Almost 500 people have died on Long Island from opioid overdoses in 2016, with fentanyl being the leading cause of such deaths, according to Nassau and Suffolk medical examiners. As of April, the medical examiners had recorded 493 such deaths.

But sources stressed that the investigation into the West Babylon factory, including how long it has been operating, has just begun, and there is no evidence that its pills have caused any harm. It is not unclear who owns the West Babylon home.

O’Neil and Morano were arraigned in federal court in Central Islip on Thursday. They were not required to plead to the charge.

If convicted, they both face up to 20 years in prison.

Eastern District prosecutor Charles Rose asked that the two be held without bail as a danger to the community, citing the “hundreds if not thousands of pills,” the agents had confiscated.

According to court papers, an unidentified confidential informant told federal agents about the operation and went to the garage on Wednesday, recording conversations about the operation.

Members of the DEA squad then entered the premises.

When Morano was arrested he confessed that “he conspired with defendant O’Neil to manufacture the pills,” court papers said.

O’Neil was released on $800,000 bond secured by his mother’s home by U.S. Magistrate Steven Locke at the federal court in Central Islip. The judge said he released him because O’Neil had three young children to care for.
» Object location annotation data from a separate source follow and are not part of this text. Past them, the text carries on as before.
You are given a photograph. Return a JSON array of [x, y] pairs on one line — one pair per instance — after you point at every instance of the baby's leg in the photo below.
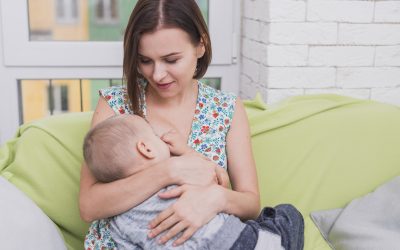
[[276, 228], [281, 227]]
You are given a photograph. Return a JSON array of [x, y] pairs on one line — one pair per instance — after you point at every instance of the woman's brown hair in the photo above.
[[150, 15]]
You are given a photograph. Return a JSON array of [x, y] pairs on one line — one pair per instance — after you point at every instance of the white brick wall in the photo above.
[[346, 47]]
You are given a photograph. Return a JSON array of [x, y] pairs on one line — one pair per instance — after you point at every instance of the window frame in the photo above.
[[20, 51]]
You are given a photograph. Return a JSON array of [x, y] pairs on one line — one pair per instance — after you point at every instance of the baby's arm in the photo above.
[[176, 143]]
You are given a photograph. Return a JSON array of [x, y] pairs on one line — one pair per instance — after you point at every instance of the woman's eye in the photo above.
[[144, 61], [171, 61]]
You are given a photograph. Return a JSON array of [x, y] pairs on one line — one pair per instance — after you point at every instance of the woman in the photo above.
[[166, 49]]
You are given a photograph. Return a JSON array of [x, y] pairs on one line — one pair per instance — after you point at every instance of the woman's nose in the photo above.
[[159, 72]]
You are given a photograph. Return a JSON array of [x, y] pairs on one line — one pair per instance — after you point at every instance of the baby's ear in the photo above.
[[145, 149]]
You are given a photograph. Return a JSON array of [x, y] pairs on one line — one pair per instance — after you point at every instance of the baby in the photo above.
[[126, 144]]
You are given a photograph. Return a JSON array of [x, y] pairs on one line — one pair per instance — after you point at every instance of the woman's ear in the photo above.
[[201, 49], [145, 150]]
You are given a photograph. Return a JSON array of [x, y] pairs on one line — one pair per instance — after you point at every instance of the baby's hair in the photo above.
[[108, 149]]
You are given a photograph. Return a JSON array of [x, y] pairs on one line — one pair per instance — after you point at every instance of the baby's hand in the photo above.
[[176, 143], [222, 177]]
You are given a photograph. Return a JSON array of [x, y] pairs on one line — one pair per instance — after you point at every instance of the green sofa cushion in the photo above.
[[322, 151], [316, 152], [44, 161]]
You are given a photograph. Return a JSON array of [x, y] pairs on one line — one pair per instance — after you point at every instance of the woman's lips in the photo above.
[[164, 85]]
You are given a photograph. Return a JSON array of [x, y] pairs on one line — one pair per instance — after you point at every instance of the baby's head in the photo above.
[[121, 146]]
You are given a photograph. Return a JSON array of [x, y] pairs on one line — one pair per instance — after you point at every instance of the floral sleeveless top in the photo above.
[[210, 125]]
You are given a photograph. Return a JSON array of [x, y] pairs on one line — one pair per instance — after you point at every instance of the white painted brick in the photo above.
[[264, 76], [387, 11], [250, 69], [264, 32], [356, 93], [249, 91], [251, 29], [287, 55], [277, 95], [249, 8], [369, 34], [262, 10], [303, 33], [245, 79], [368, 77], [341, 56], [386, 95], [301, 77], [287, 10], [387, 56], [253, 49], [340, 11]]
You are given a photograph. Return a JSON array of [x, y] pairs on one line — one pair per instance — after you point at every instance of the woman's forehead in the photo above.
[[164, 42]]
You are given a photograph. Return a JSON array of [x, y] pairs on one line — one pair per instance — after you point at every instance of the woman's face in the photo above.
[[167, 59]]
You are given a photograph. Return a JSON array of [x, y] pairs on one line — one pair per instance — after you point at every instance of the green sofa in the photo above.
[[316, 152]]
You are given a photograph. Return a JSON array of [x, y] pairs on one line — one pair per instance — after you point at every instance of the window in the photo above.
[[107, 11], [40, 98], [66, 11], [40, 40]]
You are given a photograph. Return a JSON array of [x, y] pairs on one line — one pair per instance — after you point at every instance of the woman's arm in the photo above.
[[243, 200], [100, 200], [198, 205]]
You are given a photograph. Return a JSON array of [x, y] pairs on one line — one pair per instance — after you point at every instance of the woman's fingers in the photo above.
[[161, 217], [185, 236], [179, 227], [172, 193], [165, 224]]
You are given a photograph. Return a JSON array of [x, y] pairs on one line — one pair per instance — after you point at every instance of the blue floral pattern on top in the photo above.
[[210, 125]]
Locke set a bail hearing for Morano, who could not immediately come up with a bail package, for Monday.

O’Neil’s attorney, Nancy Bartling of Mineola, said afterward that the judge obviously did not believe her client was a danger to the community.

Morano’s attorney, federal public defender LaKeytria Felder, declined to comment, as did Eastern District federal prosecutor Rose.

A man who lived near the garage, but who did not want to give his name to a reporter Thursday, said he heard three loud booms at the door Wednesday evening.

The man said he thought it was his kids playing, but soon saw the lights of law enforcement vehicles a little past 9 p.m. A short time later, he noticed the men wearing gloves and hazmat suits being led out by police.

“The pill machine was still going. It was like boom, boom, boom, ” he said. “I saw them bring out evidence bag after evidence bag and they still weren’t done. It was a decent amount of stuff.”